EFFECTS OF L-NMMA AND INDOMETHACIN ON ARTERIOLAR VASOMOTION IN SKELETAL-MUSCLE MICROCIRCULATION OF CONSCIOUS AND ANESTHETIZED HAMSTERS

The purpose of this study was to determine the influence of NO-monomethyl-L-arginine (L-NMMA) and indomethacin (INDO), respectively inhibitors of nitric oxide synthase and cyclooxygenase, on spontaneous arteriolar activity (vasomotion) in the skeletal muscle of awake and anesthetized hamsters. Unanesthetized hamsters, implemented with the skin fold chamber window, displayed vasomotion, whose frequency and amplitude were quantified by power spectrum analysis. Intravenous administration of L-NMMA significantly increased vasomotion frequency and did not change the amplitude at the lower dose, but in order 3 arterioles amplitude decreased significantly. With higher doses L-NMMA caused constriction of order 1-2 vessels, frequency decreased and amplitude increased, and the arteriolar vasodilator response to acetylcholine decreased significantly.

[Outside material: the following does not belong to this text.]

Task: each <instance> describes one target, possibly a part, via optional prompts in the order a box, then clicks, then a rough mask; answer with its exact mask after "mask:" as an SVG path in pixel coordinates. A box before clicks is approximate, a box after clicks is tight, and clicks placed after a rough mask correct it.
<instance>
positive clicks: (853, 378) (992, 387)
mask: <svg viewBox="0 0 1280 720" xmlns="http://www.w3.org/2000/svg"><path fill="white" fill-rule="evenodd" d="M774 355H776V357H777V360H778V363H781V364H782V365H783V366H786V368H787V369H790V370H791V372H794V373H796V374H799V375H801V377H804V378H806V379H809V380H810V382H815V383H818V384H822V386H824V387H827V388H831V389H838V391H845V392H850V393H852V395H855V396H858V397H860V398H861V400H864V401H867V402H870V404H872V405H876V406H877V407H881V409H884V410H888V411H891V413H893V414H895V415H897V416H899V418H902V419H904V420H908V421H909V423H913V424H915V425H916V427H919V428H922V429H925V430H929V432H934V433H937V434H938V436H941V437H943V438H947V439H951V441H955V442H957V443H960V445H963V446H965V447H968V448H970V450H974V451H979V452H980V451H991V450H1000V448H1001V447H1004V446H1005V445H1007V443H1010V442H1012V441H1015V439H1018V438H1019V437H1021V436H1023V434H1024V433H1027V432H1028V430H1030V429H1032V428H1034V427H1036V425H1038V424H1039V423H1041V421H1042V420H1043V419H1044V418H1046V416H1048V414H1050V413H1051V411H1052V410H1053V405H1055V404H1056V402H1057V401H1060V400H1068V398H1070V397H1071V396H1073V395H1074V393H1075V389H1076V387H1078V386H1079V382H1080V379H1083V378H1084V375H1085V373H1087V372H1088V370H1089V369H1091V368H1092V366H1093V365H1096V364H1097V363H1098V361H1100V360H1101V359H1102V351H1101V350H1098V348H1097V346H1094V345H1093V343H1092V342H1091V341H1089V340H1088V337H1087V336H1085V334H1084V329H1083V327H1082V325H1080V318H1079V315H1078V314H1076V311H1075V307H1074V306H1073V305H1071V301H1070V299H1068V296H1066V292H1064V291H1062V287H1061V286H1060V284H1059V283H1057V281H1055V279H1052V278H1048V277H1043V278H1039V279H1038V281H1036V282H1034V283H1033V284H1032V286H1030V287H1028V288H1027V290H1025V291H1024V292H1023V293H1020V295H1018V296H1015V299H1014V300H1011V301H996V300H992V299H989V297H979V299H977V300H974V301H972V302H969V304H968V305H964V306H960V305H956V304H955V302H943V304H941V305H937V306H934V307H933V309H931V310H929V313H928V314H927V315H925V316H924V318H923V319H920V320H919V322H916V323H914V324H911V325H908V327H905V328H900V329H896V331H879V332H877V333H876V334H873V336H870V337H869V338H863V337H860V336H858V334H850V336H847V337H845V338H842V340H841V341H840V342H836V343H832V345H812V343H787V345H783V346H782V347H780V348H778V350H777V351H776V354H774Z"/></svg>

During anesthesia topically applied L-NMMA significantly decreased diameter and caused the appearance of vasomotion in order 1-2 arterioles. INDO did not affect vasomotion in unanesthetized hamsters and did not initiate vasomotion during anesthesia leading to the conclusion that prostaglandins do not regulate vasomotion. Vasomotion is not directly related to nitric oxide (NO) in conscious animals while NO blockage stimulates vasomotion in smaller arterioles of anesthetized hamsters without vasomotion; however, the simultaneous inhibition of cyclooxygenase and NO had no effect on arteriolar diameter during anesthesia. It is concluded that vasomotion is regulated by a mechanism that modulates smooth muscle cell activity through the endothelium. (C) 1994 Academic Press, Inc.